The Acceptance Certificate was duly issued. It included a long list of defects, some of which related to emissions from the plant. (The employer had already raised the emissions problem in earlier defects notices.) The contractor argued that these communications about defects were not “claims” under the contract, so the performance bond was null and void. It sought an injunction preventing the bond being called.
The employer could be excused for thinking that its defects notices and the list of defects included in the Acceptance Certificate constituted “pending or previously notified claims” for the purposes of the performance bond. However, Akenhead J considered that it was commercially sensible (particularly given the impact of claims upon the bond in question) that a party making a claim must make this clear to the other party. He therefore granted the injunction and, in these proceedings, held that it should continue.

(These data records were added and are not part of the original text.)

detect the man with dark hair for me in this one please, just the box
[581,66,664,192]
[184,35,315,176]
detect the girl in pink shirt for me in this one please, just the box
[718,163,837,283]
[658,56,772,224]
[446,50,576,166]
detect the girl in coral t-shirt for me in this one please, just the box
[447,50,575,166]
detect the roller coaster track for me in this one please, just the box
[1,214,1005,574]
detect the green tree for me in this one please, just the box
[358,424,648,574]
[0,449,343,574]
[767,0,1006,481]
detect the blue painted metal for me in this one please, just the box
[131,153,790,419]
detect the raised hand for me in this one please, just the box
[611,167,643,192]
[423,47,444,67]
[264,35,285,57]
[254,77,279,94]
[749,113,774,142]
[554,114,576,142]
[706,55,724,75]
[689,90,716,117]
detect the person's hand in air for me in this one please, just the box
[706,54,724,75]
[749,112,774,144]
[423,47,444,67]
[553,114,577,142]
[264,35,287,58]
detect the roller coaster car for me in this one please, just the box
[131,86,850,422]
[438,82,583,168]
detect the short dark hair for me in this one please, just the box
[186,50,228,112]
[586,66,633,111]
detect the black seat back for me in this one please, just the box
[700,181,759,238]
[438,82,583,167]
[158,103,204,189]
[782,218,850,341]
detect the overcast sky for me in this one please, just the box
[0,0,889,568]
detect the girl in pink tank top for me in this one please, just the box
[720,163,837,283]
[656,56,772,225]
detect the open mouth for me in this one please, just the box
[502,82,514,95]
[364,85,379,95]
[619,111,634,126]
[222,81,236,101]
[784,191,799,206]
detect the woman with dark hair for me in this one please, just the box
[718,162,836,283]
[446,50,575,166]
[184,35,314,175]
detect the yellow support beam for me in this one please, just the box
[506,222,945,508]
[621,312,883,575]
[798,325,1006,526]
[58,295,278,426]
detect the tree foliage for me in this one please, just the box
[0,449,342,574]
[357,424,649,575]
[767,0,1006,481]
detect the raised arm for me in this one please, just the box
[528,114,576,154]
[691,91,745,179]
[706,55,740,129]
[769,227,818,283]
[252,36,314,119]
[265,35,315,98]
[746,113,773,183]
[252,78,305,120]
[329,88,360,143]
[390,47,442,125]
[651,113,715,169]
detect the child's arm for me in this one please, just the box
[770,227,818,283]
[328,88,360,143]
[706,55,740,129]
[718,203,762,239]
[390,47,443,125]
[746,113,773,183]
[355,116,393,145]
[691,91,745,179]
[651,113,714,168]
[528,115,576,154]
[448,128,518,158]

He based this decision on the fact that the contract provided (in clause 19.5) that:
“[a]ny claim made by either party under the Contract… shall be supported by a written statement of grounds and a summary of material facts upon which it is based.”
This decision may seem a little surprising, given that the employer had previously given clear notice of the defects. However, the employer faced another problem. In correspondence it had referred to “submitting a claim in accordance with clause 19.5”, but had not in fact done so. On any interpretation (and in absence of any evidence to the contrary) a formal “claim” had not been previously notified.
The general rule and the fraud exception
As a general rule, the courts rarely intervene to restrain calls being made or honoured under bonds of this nature. However, the courts will intervene if there is very clear evidence of fraud that justifies an injunction.
Absent fraud, a court will not restrain a beneficiary from claiming under an on-demand bond just because it is in dispute with its contractual counterparty as to whether that party is in breach of the underlying contract. To do otherwise would damage trust in international commerce. This is still true, as far as it goes.
What effect does this case have on the ability to call on a bond and the perceived value of bonds?
The particular issue that arose in this case is rare. Akenhead J recognised that calling a bond when the beneficiary knows (or can be taken to know) that the underlying contract forbids it from doing so is arguably a type of fraud. However, in his view it represented a second exception to the general rule.
Whether it is a type of fraud or a second exception, it seems right to me that a beneficiary of an on-demand bond should be restrained from making a claim under the bond in circumstances where the underlying contract expressly prevents it from doing so.
The underlying disputes between the parties in this case are still to be resolved, but it may prove to be an unfortunate example of how easy it is for an employer to unwittingly allow a bond, guarantee or letter of credit to expire just when its protection is most needed. However, it should not be regarded as affecting the ability to call on an on-demand bond in the normal course, nor affect the value of this type of performance security.
Beneficiaries: make sure that your performance security expires at the appropriate time for the project in question. Under the IChemE Red Book, it may have been more appropriate for the bond to expire when all the defects had been rectified, rather than when the performance tests had been completed.